The Con Artists is a South Korean heist film about Ji-Hyuk (Kim Woo‑Bin), a safe-cracker who assembles a team made of a hacker and an engineer to do one last heist. Their goal? To find the $150 million hidden in Incheon Customs and to steal it in under 40 minutes.

The Bechdel, Russo, and Race Test

The Con Artists passes the race test but does not pass the Bechdel or Russo test.

2014 - The Con Artists (still 2).png

The entire cast of The Con Artists is Asian, and because none of the cast ever mentions White people, the film easily passes the race test. The same, however, cannot be said when it comes to the film and the Bechdel and Russo test.

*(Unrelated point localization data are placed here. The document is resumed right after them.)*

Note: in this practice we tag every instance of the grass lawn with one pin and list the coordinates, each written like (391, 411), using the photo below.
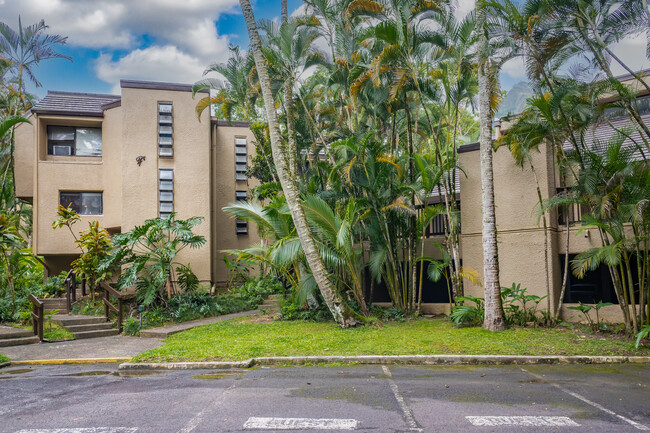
(241, 339)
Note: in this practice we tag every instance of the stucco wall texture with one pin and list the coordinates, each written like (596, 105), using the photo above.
(204, 175)
(204, 182)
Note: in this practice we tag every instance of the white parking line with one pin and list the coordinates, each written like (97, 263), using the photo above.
(300, 424)
(83, 430)
(591, 403)
(408, 415)
(527, 421)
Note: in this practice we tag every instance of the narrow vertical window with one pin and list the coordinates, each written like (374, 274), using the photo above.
(241, 159)
(165, 192)
(165, 130)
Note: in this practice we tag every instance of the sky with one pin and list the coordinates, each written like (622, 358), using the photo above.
(170, 40)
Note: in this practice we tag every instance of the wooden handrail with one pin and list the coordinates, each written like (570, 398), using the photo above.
(108, 305)
(38, 316)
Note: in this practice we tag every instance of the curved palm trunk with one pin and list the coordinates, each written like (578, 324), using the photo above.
(340, 311)
(494, 317)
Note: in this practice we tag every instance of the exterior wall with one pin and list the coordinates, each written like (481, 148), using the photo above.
(520, 236)
(224, 235)
(191, 165)
(24, 159)
(68, 173)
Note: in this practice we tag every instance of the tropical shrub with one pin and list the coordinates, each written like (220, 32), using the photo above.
(147, 256)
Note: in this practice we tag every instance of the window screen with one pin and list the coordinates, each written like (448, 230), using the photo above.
(84, 203)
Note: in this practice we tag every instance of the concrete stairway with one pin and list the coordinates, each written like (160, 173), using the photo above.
(85, 326)
(53, 304)
(271, 304)
(16, 336)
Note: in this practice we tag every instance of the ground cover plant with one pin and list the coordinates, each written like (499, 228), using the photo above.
(244, 338)
(183, 307)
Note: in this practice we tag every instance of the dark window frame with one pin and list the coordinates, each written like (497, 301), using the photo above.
(72, 144)
(77, 208)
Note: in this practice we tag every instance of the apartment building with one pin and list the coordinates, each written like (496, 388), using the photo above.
(121, 159)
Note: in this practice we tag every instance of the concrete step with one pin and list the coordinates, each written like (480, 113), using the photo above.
(66, 320)
(9, 332)
(20, 341)
(89, 327)
(52, 304)
(95, 334)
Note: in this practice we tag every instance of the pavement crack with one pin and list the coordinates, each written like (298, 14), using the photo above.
(198, 418)
(589, 402)
(406, 411)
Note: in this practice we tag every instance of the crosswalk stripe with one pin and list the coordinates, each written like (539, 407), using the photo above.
(83, 430)
(527, 421)
(258, 423)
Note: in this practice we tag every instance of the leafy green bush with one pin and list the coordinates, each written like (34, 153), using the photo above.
(258, 289)
(519, 307)
(644, 333)
(585, 309)
(198, 304)
(466, 314)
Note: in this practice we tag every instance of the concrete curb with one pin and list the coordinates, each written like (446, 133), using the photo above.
(392, 359)
(72, 361)
(187, 365)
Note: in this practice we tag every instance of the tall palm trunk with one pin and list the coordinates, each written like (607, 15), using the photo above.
(340, 311)
(494, 320)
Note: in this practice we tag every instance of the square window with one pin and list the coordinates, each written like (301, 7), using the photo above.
(164, 108)
(165, 174)
(74, 141)
(84, 203)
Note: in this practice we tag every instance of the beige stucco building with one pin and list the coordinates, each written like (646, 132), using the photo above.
(121, 159)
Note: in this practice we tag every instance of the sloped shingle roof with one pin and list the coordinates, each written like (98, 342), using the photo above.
(76, 104)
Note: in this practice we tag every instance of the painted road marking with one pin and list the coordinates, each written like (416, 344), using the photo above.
(408, 415)
(300, 424)
(83, 430)
(528, 421)
(592, 403)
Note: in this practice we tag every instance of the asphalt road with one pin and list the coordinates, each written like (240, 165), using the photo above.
(99, 399)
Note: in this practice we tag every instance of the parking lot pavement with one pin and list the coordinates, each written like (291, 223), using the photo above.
(99, 399)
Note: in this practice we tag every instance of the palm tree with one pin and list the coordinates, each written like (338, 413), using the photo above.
(27, 47)
(494, 316)
(24, 50)
(340, 311)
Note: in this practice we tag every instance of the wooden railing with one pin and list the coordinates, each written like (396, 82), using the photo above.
(38, 316)
(108, 306)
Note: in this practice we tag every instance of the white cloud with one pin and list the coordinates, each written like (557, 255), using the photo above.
(163, 63)
(164, 40)
(632, 52)
(515, 68)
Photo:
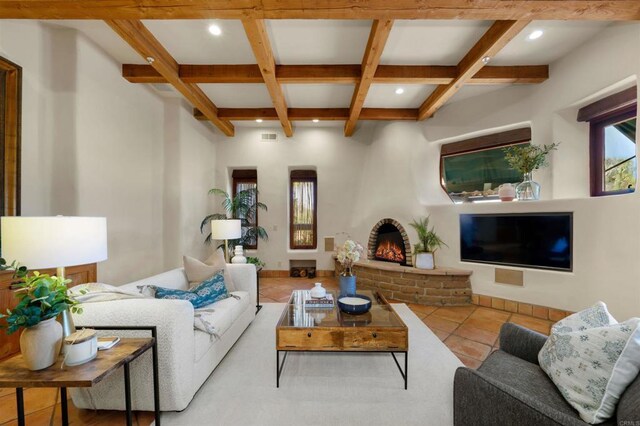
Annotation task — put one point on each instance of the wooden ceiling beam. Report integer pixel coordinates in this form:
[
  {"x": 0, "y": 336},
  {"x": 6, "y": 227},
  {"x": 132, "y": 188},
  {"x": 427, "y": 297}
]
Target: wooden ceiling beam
[
  {"x": 496, "y": 37},
  {"x": 337, "y": 74},
  {"x": 602, "y": 10},
  {"x": 257, "y": 35},
  {"x": 141, "y": 39},
  {"x": 375, "y": 45},
  {"x": 308, "y": 114},
  {"x": 340, "y": 74}
]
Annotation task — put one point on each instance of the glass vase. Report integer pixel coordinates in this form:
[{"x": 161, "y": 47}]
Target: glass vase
[{"x": 528, "y": 189}]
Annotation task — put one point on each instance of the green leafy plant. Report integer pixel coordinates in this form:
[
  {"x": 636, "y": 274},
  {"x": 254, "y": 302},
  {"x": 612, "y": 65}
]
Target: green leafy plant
[
  {"x": 19, "y": 271},
  {"x": 527, "y": 158},
  {"x": 256, "y": 261},
  {"x": 41, "y": 297},
  {"x": 429, "y": 241},
  {"x": 244, "y": 207}
]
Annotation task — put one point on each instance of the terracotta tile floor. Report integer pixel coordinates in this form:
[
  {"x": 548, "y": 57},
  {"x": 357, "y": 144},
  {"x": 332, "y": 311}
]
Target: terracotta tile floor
[{"x": 471, "y": 332}]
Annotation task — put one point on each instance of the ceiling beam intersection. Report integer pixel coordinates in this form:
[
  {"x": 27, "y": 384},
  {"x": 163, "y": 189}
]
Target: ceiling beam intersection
[
  {"x": 340, "y": 74},
  {"x": 257, "y": 34},
  {"x": 375, "y": 45},
  {"x": 496, "y": 37},
  {"x": 602, "y": 10},
  {"x": 143, "y": 42}
]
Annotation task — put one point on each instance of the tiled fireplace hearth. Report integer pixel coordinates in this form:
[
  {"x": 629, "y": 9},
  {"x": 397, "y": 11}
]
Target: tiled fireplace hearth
[{"x": 437, "y": 287}]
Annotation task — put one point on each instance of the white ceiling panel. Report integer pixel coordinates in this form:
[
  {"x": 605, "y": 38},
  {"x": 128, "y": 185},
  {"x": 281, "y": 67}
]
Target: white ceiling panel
[
  {"x": 318, "y": 95},
  {"x": 467, "y": 92},
  {"x": 190, "y": 42},
  {"x": 238, "y": 95},
  {"x": 431, "y": 42},
  {"x": 318, "y": 41},
  {"x": 104, "y": 37},
  {"x": 383, "y": 96},
  {"x": 558, "y": 39}
]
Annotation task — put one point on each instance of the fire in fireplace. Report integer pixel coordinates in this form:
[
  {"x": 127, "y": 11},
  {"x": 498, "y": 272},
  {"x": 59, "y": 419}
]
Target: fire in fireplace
[
  {"x": 390, "y": 251},
  {"x": 390, "y": 245}
]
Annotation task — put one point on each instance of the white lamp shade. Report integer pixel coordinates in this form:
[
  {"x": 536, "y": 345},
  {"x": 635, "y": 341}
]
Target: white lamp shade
[
  {"x": 51, "y": 242},
  {"x": 228, "y": 229}
]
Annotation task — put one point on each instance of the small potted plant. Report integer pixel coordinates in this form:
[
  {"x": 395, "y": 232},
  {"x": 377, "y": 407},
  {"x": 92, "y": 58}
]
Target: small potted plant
[
  {"x": 348, "y": 254},
  {"x": 428, "y": 243},
  {"x": 526, "y": 159},
  {"x": 42, "y": 299}
]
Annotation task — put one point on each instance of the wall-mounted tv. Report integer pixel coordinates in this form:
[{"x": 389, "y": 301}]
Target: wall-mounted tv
[{"x": 531, "y": 240}]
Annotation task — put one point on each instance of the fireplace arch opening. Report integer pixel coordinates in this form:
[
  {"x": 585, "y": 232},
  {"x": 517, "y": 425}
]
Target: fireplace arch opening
[{"x": 388, "y": 242}]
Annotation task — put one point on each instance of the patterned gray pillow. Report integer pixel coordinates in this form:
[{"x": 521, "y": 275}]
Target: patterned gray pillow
[{"x": 592, "y": 366}]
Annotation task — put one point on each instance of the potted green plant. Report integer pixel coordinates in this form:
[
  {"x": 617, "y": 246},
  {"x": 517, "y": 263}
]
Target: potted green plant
[
  {"x": 525, "y": 159},
  {"x": 41, "y": 299},
  {"x": 428, "y": 243},
  {"x": 243, "y": 206}
]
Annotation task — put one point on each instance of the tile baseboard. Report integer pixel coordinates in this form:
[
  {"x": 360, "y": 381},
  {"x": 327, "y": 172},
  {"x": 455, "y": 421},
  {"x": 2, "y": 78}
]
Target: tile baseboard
[
  {"x": 284, "y": 273},
  {"x": 535, "y": 311}
]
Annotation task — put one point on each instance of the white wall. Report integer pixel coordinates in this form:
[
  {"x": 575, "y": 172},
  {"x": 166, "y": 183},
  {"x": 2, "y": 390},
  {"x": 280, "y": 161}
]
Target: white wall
[
  {"x": 606, "y": 230},
  {"x": 94, "y": 144},
  {"x": 337, "y": 160}
]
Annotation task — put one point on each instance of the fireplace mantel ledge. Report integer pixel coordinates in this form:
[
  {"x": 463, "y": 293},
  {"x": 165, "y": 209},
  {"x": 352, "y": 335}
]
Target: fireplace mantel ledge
[{"x": 388, "y": 266}]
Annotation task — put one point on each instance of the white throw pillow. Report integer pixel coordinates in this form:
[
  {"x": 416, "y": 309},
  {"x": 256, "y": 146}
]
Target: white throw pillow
[
  {"x": 596, "y": 316},
  {"x": 592, "y": 366},
  {"x": 217, "y": 260}
]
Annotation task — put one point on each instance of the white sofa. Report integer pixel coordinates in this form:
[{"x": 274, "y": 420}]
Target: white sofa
[{"x": 186, "y": 356}]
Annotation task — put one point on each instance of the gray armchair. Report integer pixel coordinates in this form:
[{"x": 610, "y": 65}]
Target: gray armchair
[{"x": 510, "y": 388}]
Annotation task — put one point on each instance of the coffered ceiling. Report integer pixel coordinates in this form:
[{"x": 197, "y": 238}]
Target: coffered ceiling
[{"x": 334, "y": 70}]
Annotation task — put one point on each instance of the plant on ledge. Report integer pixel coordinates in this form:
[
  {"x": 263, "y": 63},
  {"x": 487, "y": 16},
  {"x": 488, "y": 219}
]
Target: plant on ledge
[
  {"x": 428, "y": 243},
  {"x": 526, "y": 158},
  {"x": 243, "y": 206}
]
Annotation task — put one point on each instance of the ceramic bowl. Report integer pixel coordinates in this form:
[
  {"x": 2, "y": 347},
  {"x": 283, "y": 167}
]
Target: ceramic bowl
[{"x": 356, "y": 304}]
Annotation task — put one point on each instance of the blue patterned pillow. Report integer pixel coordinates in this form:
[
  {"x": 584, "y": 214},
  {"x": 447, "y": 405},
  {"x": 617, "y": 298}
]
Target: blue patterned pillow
[{"x": 207, "y": 292}]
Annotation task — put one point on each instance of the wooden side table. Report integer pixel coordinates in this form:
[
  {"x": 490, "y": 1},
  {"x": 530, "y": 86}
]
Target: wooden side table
[{"x": 14, "y": 373}]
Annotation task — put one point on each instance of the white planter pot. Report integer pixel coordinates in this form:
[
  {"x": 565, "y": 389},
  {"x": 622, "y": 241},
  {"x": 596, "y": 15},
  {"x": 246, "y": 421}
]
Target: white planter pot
[
  {"x": 425, "y": 261},
  {"x": 40, "y": 344}
]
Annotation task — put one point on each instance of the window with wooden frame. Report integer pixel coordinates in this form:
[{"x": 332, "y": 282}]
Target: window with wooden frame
[
  {"x": 472, "y": 170},
  {"x": 10, "y": 118},
  {"x": 303, "y": 211},
  {"x": 613, "y": 167},
  {"x": 243, "y": 180}
]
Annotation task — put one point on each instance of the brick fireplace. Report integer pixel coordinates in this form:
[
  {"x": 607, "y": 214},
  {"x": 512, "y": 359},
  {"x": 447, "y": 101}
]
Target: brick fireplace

There is only one named woman (Eun-Ha as played by Jo Yoon‑Hee) in The Con Artists (not to mention the fact that women never even speak each other) so the film obviously does not meet all of the requirements of the Bechdel test and The Con Artists consequently fails to pass the Bechdel test. The Con Artists also fails to pass the Russo test, and the film does not pass this test because there are no LGBTI characters in The Con Artists.

*The Bechdel test entails three requirements:
1. It has to have at least two (named) women in it
2. Who talk to each other
3. About something besides a man

*The Vito Russo test entails three requirements:
1. The film contains a character that is identifiably lesbian, gay, bisexual, intersex and/or transgender
2. The character must not be solely or predominately defined by her sexual orientation, gender identity and/or as being intersex
3.The character must be tied into the plot in such a way that her removal would have a significant effect

***The race or people of color (POC) test has three requirements:
1. It has two people of color in it
2. Who talk to each other
3. About something other than a White person

****Just because a film passes the Bechdel, Russo and race test does not mean that it is not sexist, heterosexist, racist and/or cissexist, etc. The Bechdel, Russo and race test is only a bare minimum qualifier for the representation of LGBTI individuals, women and people of color in film. The failure to pass these tests also does not identify whether the central character was a woman, a person of color or a LGBTQI individual and it does not dictate the quality of the film.